Par ailleurs, quelle évaluation ? Nous travaillons beaucoup sur cette question au sein du Conseil national de la protection de l'enfance dont je suis membre. Aujourd'hui, il n'existe pas un référentiel d'évaluation sur le territoire national. Une évaluation valable pour les uns ne le sera pas pour les autres. Un progrès est à faire en la matière. Qu'est-ce que le risque de danger ? Nous devons probablement établir un référentiel, un cadre plus partagé sur l'ensemble du territoire. C'est en ce sens aussi que je parlais de chances identiques. Ne pas passer à côté d'une situation en un endroit et de l'autre, avoir une tolérance zéro et décider rapidement du placement.

Les écarts-types sont importants. Je disais que 15 % des mesures en milieu ouvert se transforment en placement, mais sur certains territoires, cette proportion est de 4 % et la mesure en milieu ouvert suffit, alors que dans d'autres, le taux atteint 60 %. Cette disparité importante mérite d'être analysée plus finement. Quelles sont les réponses ? Quelle est l'organisation ? Est-ce qu'il y a de la prévention ? Est-ce que le territoire est toujours maillé comme précédemment, avec des assistants sociaux du Département qui connaissaient très bien leur quartier ou leur canton ? Parfois, ils gèrent aujourd'hui un nombre de situations phénoménal. Certains agents en arrêt ne sont pas remplacés. Lorsque personne n'intervient sur un territoire pendant neuf mois, une situation peut largement évoluer. La paupérisation et les difficultés s'accentuent. En AEMO, nous sommes parfois amenés à régler des difficultés de logement ou d'énergie, des tas d'autres problèmes, avant d'arriver à l'enfant. Il y a encore 10 ou 15 ans, ces situations étaient à la marge et l'assistant social de secteur intervenait en appui et gérait ces situations. Aujourd'hui, si ces difficultés ne sont pas gérées, nous arrivons au placement. Il faut donc prendre du temps pour pallier ces difficultés, ce qui obère du temps passé au suivi de l'enfant. Nous sommes dans des injonctions paradoxales. On nous dit très souvent que nous ne visitons pas assez régulièrement les familles, mais tous les chiffres sont à la hausse. Sur certains territoires, les services n'ont plus de pédopsychiatre parce que leur nombre est insuffisant. L'évaluation ne sera pas la même. De plus en plus de parents peuvent relever de la psychiatrie. Si nous n'avons pas suffisamment de psychiatres ou de psychologues en interne, nous ne pourrons pas comprendre ce qui se passe avec les parents. Ils ont un problème psychiatrique et on leur demande de prendre en charge leur enfant correctement.
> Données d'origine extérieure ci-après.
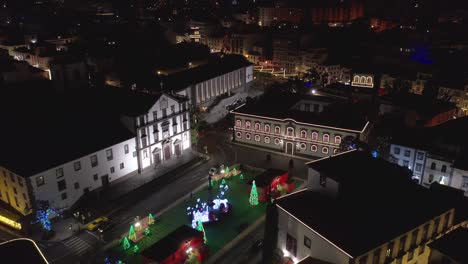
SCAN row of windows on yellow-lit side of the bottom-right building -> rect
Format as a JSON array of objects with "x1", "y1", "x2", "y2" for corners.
[{"x1": 358, "y1": 213, "x2": 450, "y2": 264}]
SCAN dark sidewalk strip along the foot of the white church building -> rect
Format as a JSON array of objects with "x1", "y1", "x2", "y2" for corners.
[{"x1": 31, "y1": 150, "x2": 206, "y2": 242}]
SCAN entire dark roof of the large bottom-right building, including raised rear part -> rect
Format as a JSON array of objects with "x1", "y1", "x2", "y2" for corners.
[{"x1": 277, "y1": 151, "x2": 452, "y2": 257}]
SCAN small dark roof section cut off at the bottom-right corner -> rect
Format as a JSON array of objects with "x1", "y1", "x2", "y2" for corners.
[{"x1": 429, "y1": 227, "x2": 468, "y2": 263}]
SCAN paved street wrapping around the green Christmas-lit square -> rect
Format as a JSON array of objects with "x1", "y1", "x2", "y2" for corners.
[{"x1": 22, "y1": 120, "x2": 307, "y2": 264}]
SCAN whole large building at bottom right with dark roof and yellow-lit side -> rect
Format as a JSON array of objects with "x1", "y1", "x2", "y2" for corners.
[{"x1": 275, "y1": 150, "x2": 459, "y2": 264}]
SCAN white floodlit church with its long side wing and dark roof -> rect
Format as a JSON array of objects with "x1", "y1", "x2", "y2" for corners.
[{"x1": 0, "y1": 87, "x2": 191, "y2": 215}]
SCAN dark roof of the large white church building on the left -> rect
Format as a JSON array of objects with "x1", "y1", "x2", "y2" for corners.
[{"x1": 0, "y1": 81, "x2": 168, "y2": 177}]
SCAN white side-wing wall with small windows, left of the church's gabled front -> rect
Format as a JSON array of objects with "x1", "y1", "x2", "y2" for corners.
[{"x1": 30, "y1": 138, "x2": 138, "y2": 208}]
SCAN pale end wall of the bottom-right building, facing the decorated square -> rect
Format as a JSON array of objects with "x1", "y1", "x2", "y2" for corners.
[{"x1": 277, "y1": 208, "x2": 350, "y2": 264}]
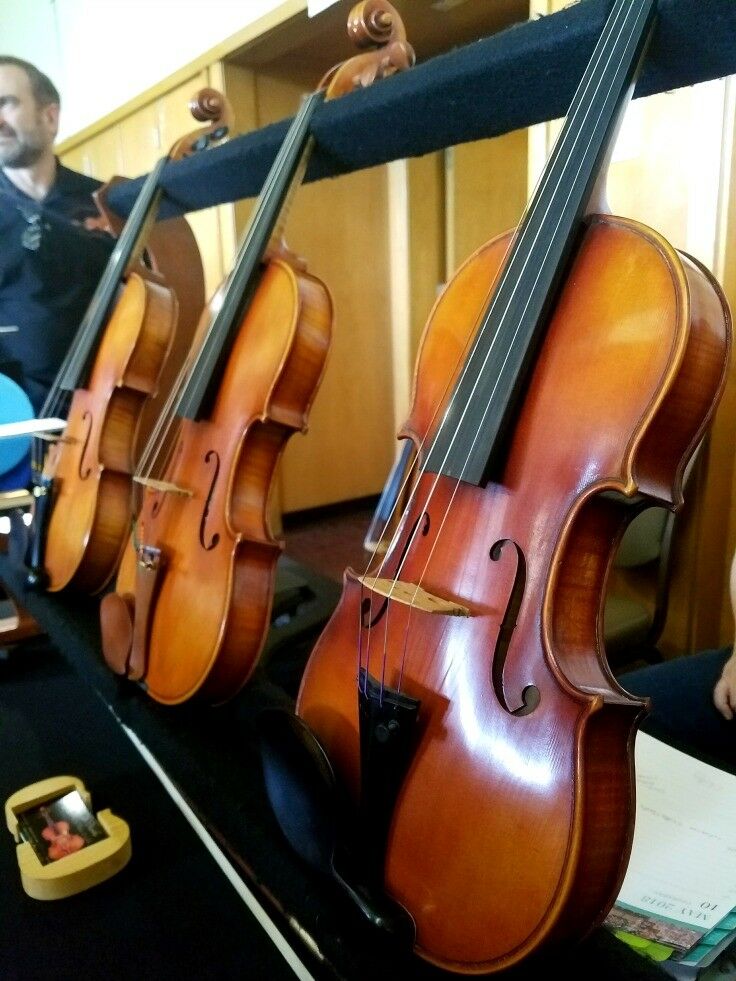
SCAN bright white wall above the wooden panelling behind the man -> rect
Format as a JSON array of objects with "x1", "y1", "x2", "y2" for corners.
[{"x1": 0, "y1": 0, "x2": 281, "y2": 140}]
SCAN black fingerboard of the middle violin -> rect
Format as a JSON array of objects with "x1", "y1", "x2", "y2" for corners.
[{"x1": 177, "y1": 90, "x2": 324, "y2": 419}]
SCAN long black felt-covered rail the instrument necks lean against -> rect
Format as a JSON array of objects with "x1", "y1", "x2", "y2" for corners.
[{"x1": 108, "y1": 0, "x2": 736, "y2": 217}]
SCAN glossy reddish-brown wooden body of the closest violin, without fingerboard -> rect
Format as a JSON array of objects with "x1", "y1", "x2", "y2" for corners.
[{"x1": 297, "y1": 216, "x2": 730, "y2": 973}]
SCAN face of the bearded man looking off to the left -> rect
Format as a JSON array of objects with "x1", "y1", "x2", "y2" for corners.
[{"x1": 0, "y1": 65, "x2": 59, "y2": 169}]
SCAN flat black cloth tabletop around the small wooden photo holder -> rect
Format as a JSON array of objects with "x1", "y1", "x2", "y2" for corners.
[{"x1": 0, "y1": 644, "x2": 314, "y2": 981}]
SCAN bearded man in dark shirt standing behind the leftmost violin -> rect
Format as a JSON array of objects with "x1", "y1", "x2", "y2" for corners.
[{"x1": 0, "y1": 55, "x2": 114, "y2": 440}]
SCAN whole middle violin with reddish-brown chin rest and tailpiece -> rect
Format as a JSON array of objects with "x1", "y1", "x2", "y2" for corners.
[{"x1": 100, "y1": 0, "x2": 413, "y2": 704}]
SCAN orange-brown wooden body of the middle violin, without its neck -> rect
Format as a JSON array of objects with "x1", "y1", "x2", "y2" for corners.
[{"x1": 112, "y1": 258, "x2": 332, "y2": 703}]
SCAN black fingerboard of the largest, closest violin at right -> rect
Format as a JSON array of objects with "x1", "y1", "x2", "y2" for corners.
[{"x1": 426, "y1": 0, "x2": 656, "y2": 486}]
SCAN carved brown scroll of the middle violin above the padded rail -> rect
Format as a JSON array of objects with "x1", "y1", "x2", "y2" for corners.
[{"x1": 319, "y1": 0, "x2": 416, "y2": 99}]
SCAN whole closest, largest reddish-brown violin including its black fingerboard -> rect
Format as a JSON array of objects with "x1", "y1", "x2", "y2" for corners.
[{"x1": 286, "y1": 0, "x2": 731, "y2": 973}]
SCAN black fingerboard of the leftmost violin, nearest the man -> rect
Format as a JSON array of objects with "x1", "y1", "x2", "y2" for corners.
[{"x1": 49, "y1": 157, "x2": 168, "y2": 400}]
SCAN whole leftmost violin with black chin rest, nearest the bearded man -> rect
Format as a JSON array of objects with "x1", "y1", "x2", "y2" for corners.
[{"x1": 26, "y1": 89, "x2": 232, "y2": 593}]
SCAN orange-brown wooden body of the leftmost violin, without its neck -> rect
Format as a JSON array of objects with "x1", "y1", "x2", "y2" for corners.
[{"x1": 44, "y1": 273, "x2": 178, "y2": 593}]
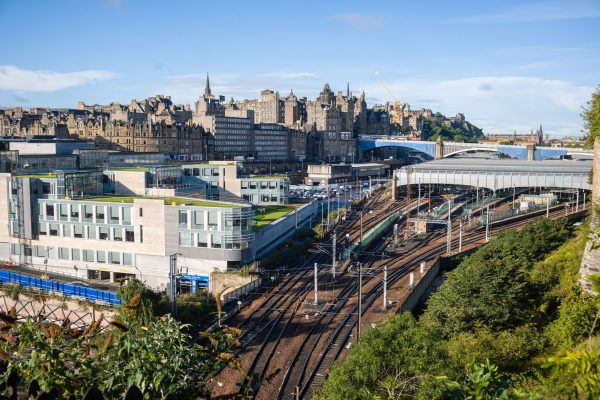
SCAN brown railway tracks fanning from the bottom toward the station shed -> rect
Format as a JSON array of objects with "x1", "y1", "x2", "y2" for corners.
[{"x1": 212, "y1": 191, "x2": 584, "y2": 399}]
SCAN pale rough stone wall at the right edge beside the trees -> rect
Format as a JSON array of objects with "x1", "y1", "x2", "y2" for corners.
[{"x1": 579, "y1": 139, "x2": 600, "y2": 294}]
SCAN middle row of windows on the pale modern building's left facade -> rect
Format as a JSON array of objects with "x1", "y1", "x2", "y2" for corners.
[{"x1": 39, "y1": 222, "x2": 135, "y2": 242}]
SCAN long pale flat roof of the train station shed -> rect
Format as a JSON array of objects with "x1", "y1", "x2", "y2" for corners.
[{"x1": 402, "y1": 158, "x2": 592, "y2": 174}]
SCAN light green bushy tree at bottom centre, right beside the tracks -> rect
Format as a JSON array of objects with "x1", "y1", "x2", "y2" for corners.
[{"x1": 315, "y1": 313, "x2": 446, "y2": 400}]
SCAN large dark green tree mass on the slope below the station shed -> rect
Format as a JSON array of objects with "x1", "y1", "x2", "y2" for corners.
[{"x1": 420, "y1": 219, "x2": 570, "y2": 339}]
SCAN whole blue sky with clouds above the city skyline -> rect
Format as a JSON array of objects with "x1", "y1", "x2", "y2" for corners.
[{"x1": 0, "y1": 0, "x2": 600, "y2": 137}]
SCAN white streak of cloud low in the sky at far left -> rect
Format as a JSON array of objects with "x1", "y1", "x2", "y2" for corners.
[{"x1": 0, "y1": 65, "x2": 116, "y2": 92}]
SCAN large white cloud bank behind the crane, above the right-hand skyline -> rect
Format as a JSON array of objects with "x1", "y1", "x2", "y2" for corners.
[{"x1": 365, "y1": 76, "x2": 594, "y2": 137}]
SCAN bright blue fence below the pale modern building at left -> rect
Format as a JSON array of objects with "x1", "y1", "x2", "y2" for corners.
[{"x1": 0, "y1": 271, "x2": 121, "y2": 305}]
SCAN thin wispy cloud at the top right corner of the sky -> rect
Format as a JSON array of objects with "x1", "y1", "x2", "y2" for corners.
[{"x1": 448, "y1": 0, "x2": 600, "y2": 24}]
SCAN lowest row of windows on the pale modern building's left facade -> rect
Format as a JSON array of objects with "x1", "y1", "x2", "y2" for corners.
[{"x1": 10, "y1": 243, "x2": 133, "y2": 265}]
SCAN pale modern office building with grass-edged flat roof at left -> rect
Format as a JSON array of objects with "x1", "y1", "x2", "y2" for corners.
[{"x1": 0, "y1": 171, "x2": 254, "y2": 288}]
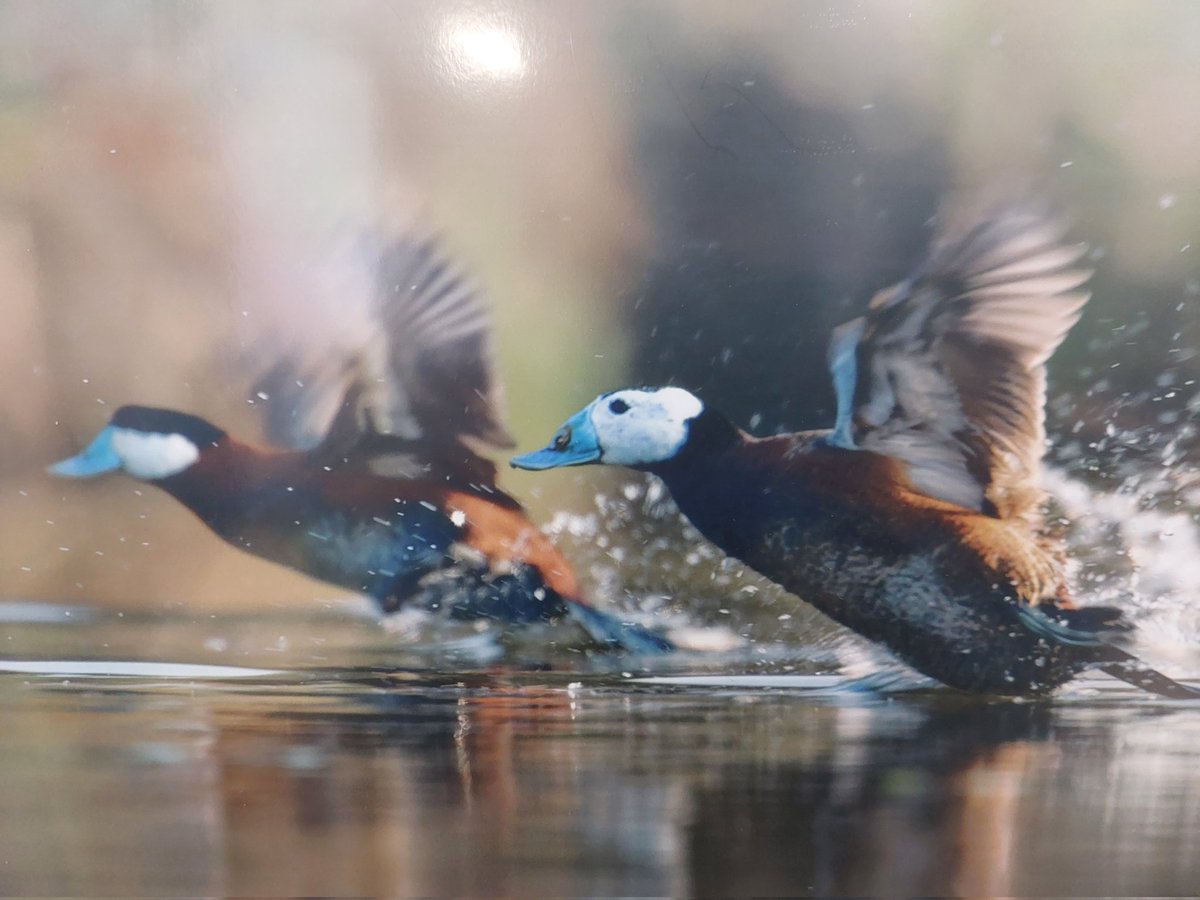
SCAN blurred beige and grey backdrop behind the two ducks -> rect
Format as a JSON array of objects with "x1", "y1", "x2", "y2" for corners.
[{"x1": 0, "y1": 0, "x2": 1200, "y2": 622}]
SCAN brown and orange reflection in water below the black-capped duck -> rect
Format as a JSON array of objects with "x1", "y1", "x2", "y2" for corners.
[{"x1": 218, "y1": 684, "x2": 682, "y2": 895}]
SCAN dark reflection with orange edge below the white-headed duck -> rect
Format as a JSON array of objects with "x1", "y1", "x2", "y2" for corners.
[{"x1": 689, "y1": 703, "x2": 1055, "y2": 895}]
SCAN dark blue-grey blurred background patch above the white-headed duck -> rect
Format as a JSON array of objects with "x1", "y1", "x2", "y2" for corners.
[{"x1": 628, "y1": 47, "x2": 948, "y2": 432}]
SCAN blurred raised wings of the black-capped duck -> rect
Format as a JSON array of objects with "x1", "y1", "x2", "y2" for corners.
[{"x1": 256, "y1": 232, "x2": 514, "y2": 485}]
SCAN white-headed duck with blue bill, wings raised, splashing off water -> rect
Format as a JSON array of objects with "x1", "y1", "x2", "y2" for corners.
[{"x1": 512, "y1": 209, "x2": 1200, "y2": 698}]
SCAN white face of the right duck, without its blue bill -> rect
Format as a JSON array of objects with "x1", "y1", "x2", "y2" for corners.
[{"x1": 590, "y1": 388, "x2": 704, "y2": 466}]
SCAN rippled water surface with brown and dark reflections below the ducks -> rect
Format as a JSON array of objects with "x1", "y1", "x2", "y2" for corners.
[{"x1": 0, "y1": 607, "x2": 1200, "y2": 896}]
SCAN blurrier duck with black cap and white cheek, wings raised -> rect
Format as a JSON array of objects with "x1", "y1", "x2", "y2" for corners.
[{"x1": 49, "y1": 234, "x2": 671, "y2": 653}]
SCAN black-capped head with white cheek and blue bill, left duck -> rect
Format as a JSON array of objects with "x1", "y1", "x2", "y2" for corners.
[{"x1": 49, "y1": 407, "x2": 226, "y2": 481}]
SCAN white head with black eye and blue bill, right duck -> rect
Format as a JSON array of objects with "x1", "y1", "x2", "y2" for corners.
[{"x1": 512, "y1": 388, "x2": 704, "y2": 469}]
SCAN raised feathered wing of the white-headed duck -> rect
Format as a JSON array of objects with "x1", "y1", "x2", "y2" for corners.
[{"x1": 829, "y1": 209, "x2": 1091, "y2": 517}]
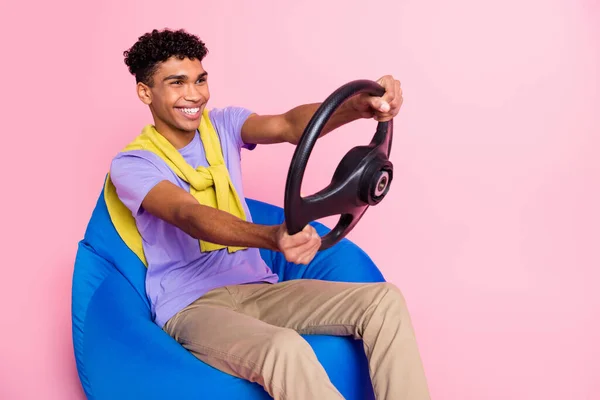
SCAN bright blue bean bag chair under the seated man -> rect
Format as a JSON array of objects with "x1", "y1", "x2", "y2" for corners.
[{"x1": 72, "y1": 188, "x2": 384, "y2": 400}]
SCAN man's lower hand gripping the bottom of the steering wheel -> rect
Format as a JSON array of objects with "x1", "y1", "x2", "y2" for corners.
[{"x1": 277, "y1": 222, "x2": 321, "y2": 265}]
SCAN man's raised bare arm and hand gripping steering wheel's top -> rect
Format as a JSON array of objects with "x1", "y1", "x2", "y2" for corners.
[{"x1": 242, "y1": 76, "x2": 402, "y2": 144}]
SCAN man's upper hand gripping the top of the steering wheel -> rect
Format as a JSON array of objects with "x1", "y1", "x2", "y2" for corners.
[{"x1": 349, "y1": 75, "x2": 403, "y2": 122}]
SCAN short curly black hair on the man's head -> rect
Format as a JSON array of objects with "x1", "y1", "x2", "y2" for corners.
[{"x1": 123, "y1": 29, "x2": 208, "y2": 86}]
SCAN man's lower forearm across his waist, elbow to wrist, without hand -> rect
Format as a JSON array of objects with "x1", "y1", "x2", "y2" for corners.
[{"x1": 177, "y1": 204, "x2": 279, "y2": 250}]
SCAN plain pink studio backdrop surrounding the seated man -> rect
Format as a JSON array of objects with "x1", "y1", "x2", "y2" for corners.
[{"x1": 0, "y1": 0, "x2": 600, "y2": 400}]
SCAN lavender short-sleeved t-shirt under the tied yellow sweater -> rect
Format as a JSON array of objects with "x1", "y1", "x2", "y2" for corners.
[{"x1": 110, "y1": 107, "x2": 278, "y2": 327}]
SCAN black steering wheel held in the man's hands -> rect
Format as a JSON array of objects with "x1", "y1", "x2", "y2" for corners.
[{"x1": 284, "y1": 80, "x2": 394, "y2": 251}]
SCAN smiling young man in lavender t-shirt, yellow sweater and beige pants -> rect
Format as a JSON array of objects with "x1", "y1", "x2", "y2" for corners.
[{"x1": 110, "y1": 30, "x2": 429, "y2": 400}]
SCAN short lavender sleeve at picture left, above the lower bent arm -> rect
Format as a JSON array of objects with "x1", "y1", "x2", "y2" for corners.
[{"x1": 110, "y1": 150, "x2": 172, "y2": 216}]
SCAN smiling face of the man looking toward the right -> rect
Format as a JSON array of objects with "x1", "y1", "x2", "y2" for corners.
[{"x1": 138, "y1": 57, "x2": 210, "y2": 133}]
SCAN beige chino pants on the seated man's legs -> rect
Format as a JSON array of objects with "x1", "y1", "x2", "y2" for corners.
[{"x1": 164, "y1": 279, "x2": 430, "y2": 400}]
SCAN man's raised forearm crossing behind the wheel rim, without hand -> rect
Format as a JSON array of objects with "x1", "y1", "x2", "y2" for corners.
[{"x1": 284, "y1": 102, "x2": 360, "y2": 144}]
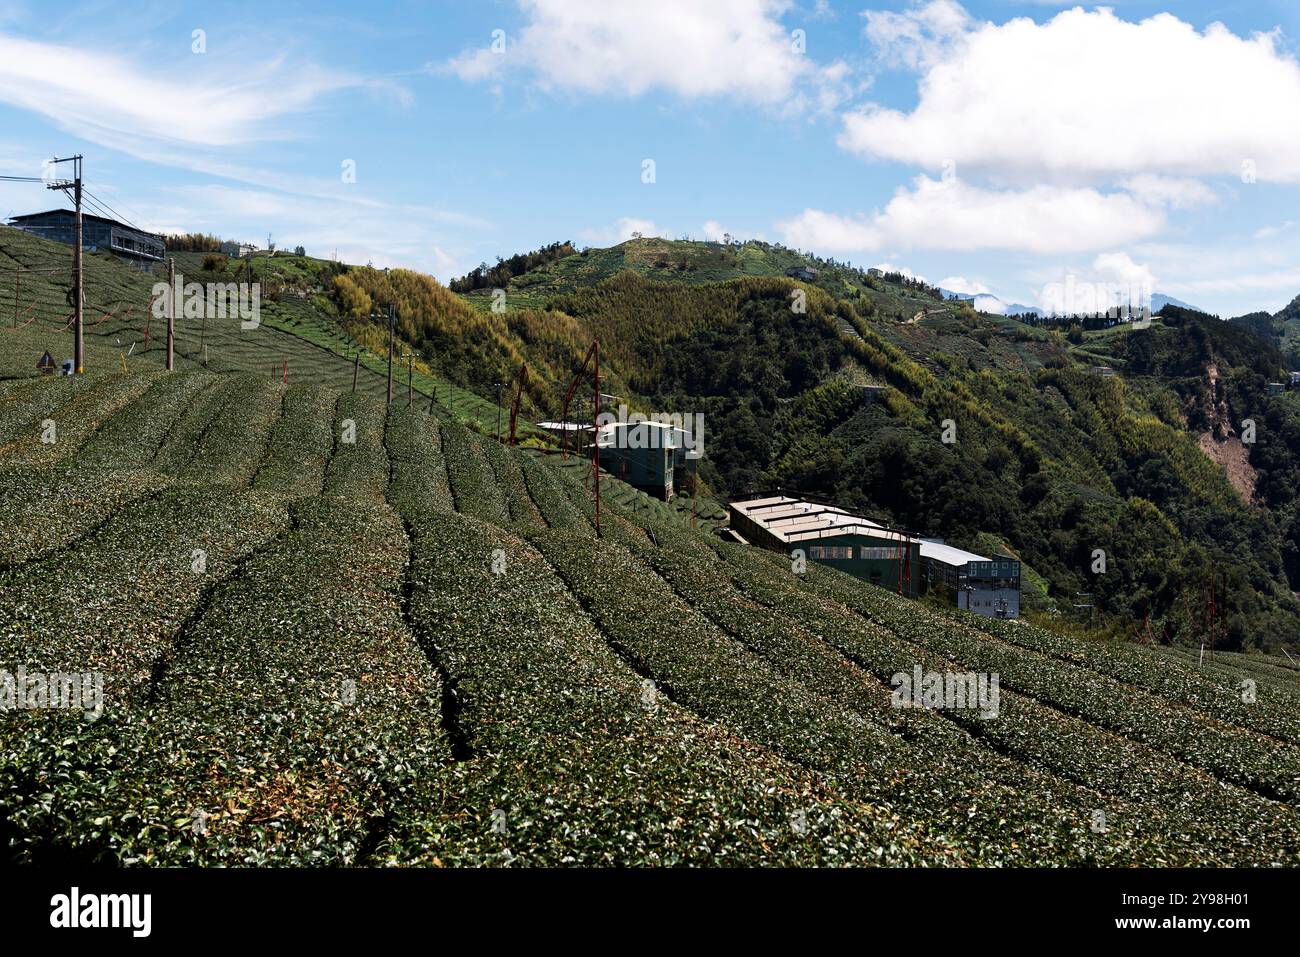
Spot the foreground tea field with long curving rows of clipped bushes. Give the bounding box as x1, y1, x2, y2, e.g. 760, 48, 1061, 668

Tous ces aspects font qu'aujourd'hui, la situation est beaucoup plus complexe qu'à une époque. Du fait de la paupérisation, certains bassins de populations sont complètement sinistrés et l'ensemble du quartier pourrait faire l'objet d'une mesure. Dans la moitié de la France, le secteur de la protection de l'enfance est en suractivité et connaît des délais d'attente. Dans l'autre moitié de la France, le secteur n'est pas encombré, voire connaît une sous-activité. À certains endroits, les moyens ne sont pas tout à fait utilisés, alors que dans certains départements, comme en Seine-Saint-Denis ou à Paris, les délais d'attente sont de 18 mois pour démarrer une mesure de milieu ouvert, d'assistance éducative après qu'un juge a dit à des parents qu'ils ne font pas leur travail de parents et qu'une mesure judiciaire doit être prise. Il ne se passe rien pendant 18 mois, ce qui pose de réels problèmes. Un délai de deux mois sans intervenir, pour un tout-petit de 0 à 3 ans, peut avoir des conséquences très lourdes. Des contrôles et des accompagnements sont nécessaires. Nous avons besoin de vérifier l'évolution, la santé, etc. Nous avons des situations de jeunes filles de 14 ou 15 ans, enceintes et isolées, pour lesquelles une rupture de parcours pendant 6 mois peut conduire à perdre leurs traces ou à les retrouver dans la rue dans un cadre de prostitution, etc. Une rupture de suivi peut conduire à des conséquences extrêmement lourdes, selon les âges et les territoires. Dans certains territoires, même si la mesure de milieu ouvert ou de placement ne s'est pas mise en place, d'autres alertes ou accompagnements sont possibles. Dans d'autres territoires, rien n'existe en lieu et place de la mesure.